Reflections on certificates, Part 1

I’ve written a couple of posts on (X.509v3) certificates in the past, starting with this one in 2001. In the two decades since then a number of developments have taken place (to name a few: OCSP, ACME, Let’s Encrypt certificates and the general role of automation). On the other hand the fundamental mechanisms of certificates have stayed the same. In this post I argue that understanding the inherent (but often hidden) complexity, the trust relationships and the trade-offs of certificate use in a given environment can lead to better decision making and to more efficient operations.

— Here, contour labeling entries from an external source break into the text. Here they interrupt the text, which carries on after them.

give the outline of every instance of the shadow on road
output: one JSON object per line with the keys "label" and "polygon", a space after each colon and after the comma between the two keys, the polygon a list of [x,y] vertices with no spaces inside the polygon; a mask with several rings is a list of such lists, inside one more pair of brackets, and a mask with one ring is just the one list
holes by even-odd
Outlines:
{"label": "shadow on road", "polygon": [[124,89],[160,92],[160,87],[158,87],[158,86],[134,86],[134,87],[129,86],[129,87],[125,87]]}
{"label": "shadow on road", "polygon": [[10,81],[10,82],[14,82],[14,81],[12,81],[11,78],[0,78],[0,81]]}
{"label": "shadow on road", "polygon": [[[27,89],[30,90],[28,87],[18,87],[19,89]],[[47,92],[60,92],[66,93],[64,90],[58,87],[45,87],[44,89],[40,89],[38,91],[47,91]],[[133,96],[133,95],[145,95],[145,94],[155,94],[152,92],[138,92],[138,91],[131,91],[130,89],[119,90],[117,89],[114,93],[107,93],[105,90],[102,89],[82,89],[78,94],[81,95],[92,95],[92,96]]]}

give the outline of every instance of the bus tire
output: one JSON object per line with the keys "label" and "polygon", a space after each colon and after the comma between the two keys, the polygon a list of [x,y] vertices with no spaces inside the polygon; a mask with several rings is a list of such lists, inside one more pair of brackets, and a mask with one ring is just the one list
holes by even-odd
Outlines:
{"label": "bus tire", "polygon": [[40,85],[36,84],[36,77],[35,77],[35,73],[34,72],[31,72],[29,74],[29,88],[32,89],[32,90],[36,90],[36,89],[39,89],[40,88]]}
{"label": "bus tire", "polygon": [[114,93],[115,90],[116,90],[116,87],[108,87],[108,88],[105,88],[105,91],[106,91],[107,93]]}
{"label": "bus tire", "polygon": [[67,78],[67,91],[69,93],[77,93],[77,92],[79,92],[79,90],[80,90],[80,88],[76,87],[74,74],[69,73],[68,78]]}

The basic scheme (for the purposes of this post) usually involves a set of parties:

  • (1) A server (in the sense of an entity receiving a connection request, incl. network devices)
  • (2) A client (an entity that initiates a connection)
  • (3) A user who uses the client, and we can safely assume this is a human, so motivations & desires come into play (which can influence trust decisions)
  • (4) An operator being in charge of (1), or of (2), or of both. Here again we assume humans, so they have objectives (in particular “make the users happy by providing a service which is available, and which they can use with their present skill set”)
  • (5) CAs who issue certificates to be used on (1), or on (2), or on both. Evidently this involves (potentially complicated) relationships with the operators
  • (6) developers
  • (7) infosec people


Let’s start with some high-level concepts (yep, regular readers remember my love for those ;-).

Complexity

Working with certificates frequently induces a high level of complexity (definition of the term here), for a number of reasons:

  • multiple standards bodies have contributed to specifying what we have today, one of them (ITU) being notorious for complex outcomes. The main IETF document, that is RFC 5280, has 151 pages.
  • using certificates often involves other, not necessarily simple, things like ASN.1 or DER.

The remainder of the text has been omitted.